In my blog post about the Mandelbrot tutorial from before DVCon Europe, I have a screenshot showing a very colorful fractal.
This is an error. Which I did not realize at the time since I did not think through what it was that I was seeing. The code was trying to create smooth color gradients, not clown-fish-like color bands.
I only realized the error when I pulled out a memory access trace from the code building the color table, to demonstrate Simics memory access tracing. The code is supposed to take a start and an end value, each of the pattern 0x00RRGGBB, and interpolate between the start and end RR, GG, and BB separately. Thus, I would expect to see a series of values where each is basically six hexadecimal values and each byte stepping up or down on its own. Instead, I saw this:
…
[bp.memory trace] [trace:7] qsp.macc.local_memory 'w' access to p:0x2e4 len=4 val=0x10f7f7
[bp.memory trace] [trace:7] qsp.macc.local_memory 'w' access to p:0x2e8 len=4 val=0x10f9f9
[bp.memory trace] [trace:7] qsp.macc.local_memory 'w' access to p:0x2ec len=4 val=0x10fbfb
[bp.memory trace] [trace:7] qsp.macc.local_memory 'w' access to p:0x2f0 len=4 val=0x10fdfd
[bp.memory trace] [trace:7] qsp.macc.local_memory 'w' access to p:0x2f4 len=4 val=0x10ffff
[bp.memory trace] [trace:7] qsp.macc.local_memory 'w' access to p:0x2f8 len=4 val=0x21d49b7
[bp.memory trace] [trace:7] qsp.macc.local_memory 'w' access to p:0x2fc len=4 val=0x4299370
[bp.memory trace] [trace:7] qsp.macc.local_memory 'w' access to p:0x300 len=4 val=0x635dd28
[bp.memory trace] [trace:7] qsp.macc.local_memory 'w' access to p:0x304 len=4 val=0x84226e1
[bp.memory trace] [trace:7] qsp.macc.local_memory 'w' access to p:0x308 len=4 val=0xa4e7099
[bp.memory trace] [trace:7] qsp.macc.local_memory 'w' access to p:0x30c len=4 val=0xc5aba52
[bp.memory trace] [trace:7] qsp.macc.local_memory 'w' access to p:0x310 len=4 val=0xe67040b
[bp.memory trace] [trace:7] qsp.macc.local_memory 'w' access to p:0x314 len=4 val=0x10744dc3
[bp.memory trace] [trace:7] qsp.macc.local_memory 'w' access to p:0x318 len=4 val=0x1280977c
[bp.memory trace] [trace:7] qsp.macc.local_memory 'w' access to p:0x31c len=4 val=0x148ce134
…
At a closer look, that does not look right at all from address 0x2f8
and on.
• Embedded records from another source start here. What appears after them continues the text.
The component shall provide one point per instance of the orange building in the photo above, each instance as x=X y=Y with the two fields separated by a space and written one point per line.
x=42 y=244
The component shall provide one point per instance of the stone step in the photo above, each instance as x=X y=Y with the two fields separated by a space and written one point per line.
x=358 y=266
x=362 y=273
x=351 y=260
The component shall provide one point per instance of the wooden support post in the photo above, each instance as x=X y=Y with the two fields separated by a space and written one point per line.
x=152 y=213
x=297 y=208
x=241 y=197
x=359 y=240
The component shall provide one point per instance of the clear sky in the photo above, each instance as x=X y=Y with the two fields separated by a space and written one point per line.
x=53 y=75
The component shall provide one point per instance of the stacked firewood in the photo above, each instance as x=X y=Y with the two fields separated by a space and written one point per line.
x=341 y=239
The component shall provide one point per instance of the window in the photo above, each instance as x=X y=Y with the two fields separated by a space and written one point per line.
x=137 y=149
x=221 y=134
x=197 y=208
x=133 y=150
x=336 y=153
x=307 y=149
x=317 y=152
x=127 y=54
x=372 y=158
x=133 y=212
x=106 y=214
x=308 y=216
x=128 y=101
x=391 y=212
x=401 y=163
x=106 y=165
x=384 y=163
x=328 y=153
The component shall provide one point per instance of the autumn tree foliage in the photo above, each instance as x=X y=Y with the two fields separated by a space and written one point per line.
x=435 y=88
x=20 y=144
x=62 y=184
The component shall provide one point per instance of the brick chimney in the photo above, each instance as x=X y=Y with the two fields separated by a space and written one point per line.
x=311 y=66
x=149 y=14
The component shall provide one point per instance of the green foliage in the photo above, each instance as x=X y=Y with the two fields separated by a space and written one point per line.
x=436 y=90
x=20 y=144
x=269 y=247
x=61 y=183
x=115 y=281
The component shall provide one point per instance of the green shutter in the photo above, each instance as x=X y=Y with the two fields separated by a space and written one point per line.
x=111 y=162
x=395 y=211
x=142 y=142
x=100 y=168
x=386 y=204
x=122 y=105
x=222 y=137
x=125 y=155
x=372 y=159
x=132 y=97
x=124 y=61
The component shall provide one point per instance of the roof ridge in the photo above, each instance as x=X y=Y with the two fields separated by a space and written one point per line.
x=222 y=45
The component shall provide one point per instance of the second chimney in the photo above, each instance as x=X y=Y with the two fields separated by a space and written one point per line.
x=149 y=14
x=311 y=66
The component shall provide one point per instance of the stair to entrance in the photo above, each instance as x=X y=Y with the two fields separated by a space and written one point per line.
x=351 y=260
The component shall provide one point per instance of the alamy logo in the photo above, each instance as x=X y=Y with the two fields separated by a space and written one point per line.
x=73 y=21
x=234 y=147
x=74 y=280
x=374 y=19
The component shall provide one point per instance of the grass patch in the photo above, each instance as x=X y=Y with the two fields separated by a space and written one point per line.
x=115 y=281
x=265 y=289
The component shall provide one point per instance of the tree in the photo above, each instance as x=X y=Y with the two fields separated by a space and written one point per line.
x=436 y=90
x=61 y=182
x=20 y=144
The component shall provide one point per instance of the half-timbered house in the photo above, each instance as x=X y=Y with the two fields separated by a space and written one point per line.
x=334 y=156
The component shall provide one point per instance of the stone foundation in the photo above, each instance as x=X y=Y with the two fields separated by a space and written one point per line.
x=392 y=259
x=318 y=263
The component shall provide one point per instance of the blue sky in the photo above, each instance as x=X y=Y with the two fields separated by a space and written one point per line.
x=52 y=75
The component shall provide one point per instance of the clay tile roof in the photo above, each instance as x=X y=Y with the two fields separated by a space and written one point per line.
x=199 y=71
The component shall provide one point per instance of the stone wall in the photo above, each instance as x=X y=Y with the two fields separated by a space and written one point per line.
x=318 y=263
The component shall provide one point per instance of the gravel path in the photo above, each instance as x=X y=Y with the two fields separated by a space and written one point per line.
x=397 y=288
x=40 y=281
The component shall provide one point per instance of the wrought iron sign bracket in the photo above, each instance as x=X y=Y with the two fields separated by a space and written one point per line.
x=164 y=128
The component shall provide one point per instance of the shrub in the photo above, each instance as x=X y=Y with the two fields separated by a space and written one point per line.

Seven and eight-digit numbers should not happen. This is not a smooth color scale, but rather total chaos with values jumping up and down seemingly randomly. How come? I went back the code:
uint32_t c_red(uint32_t c) {
return (c>>16) & 0xff;
}
uint32_t c_green(uint32_t c) {
return (c>>8) & 0xff;
}
uint32_t c_blue(uint32_t c) {
return c & 0xff;
}
uint32_t color_interpolate(uint32_t start, uint32_t end, double proportion) {
uint32_t red = c_red(start) + (int)( (c_red(end)-c_red(start))
*proportion);
uint32_t green = c_green(start) + (int)( (c_green(end)-c_green(start))
*proportion);
uint32_t blue = c_blue(start) + (int)( (c_blue(end)-c_blue(start))
*proportion);
return (red << 16) + (green << 8) + blue;
}
Should have known better than this, honestly. It comes down to how C deals with unsigned and signed values in expressions. When the “end” value of a color is smaller than the “start” value, a negative value is produced. Which is cast into an unsigned 32-bit value, creating a value that fills all bytes of the word. Oops. The corrected code uses signed ints throughout, since it needs to temporarily operate in the range of -255 to +255 in the “multiply by proportion” part, to produce a result that is between 0 and 255.
When the code was fixed, the rendering of the Mandelbrot looks like this:
Smoother, but maybe a bit boring. Guess I should test the effect of a “clownfish mode” using bands on purpose.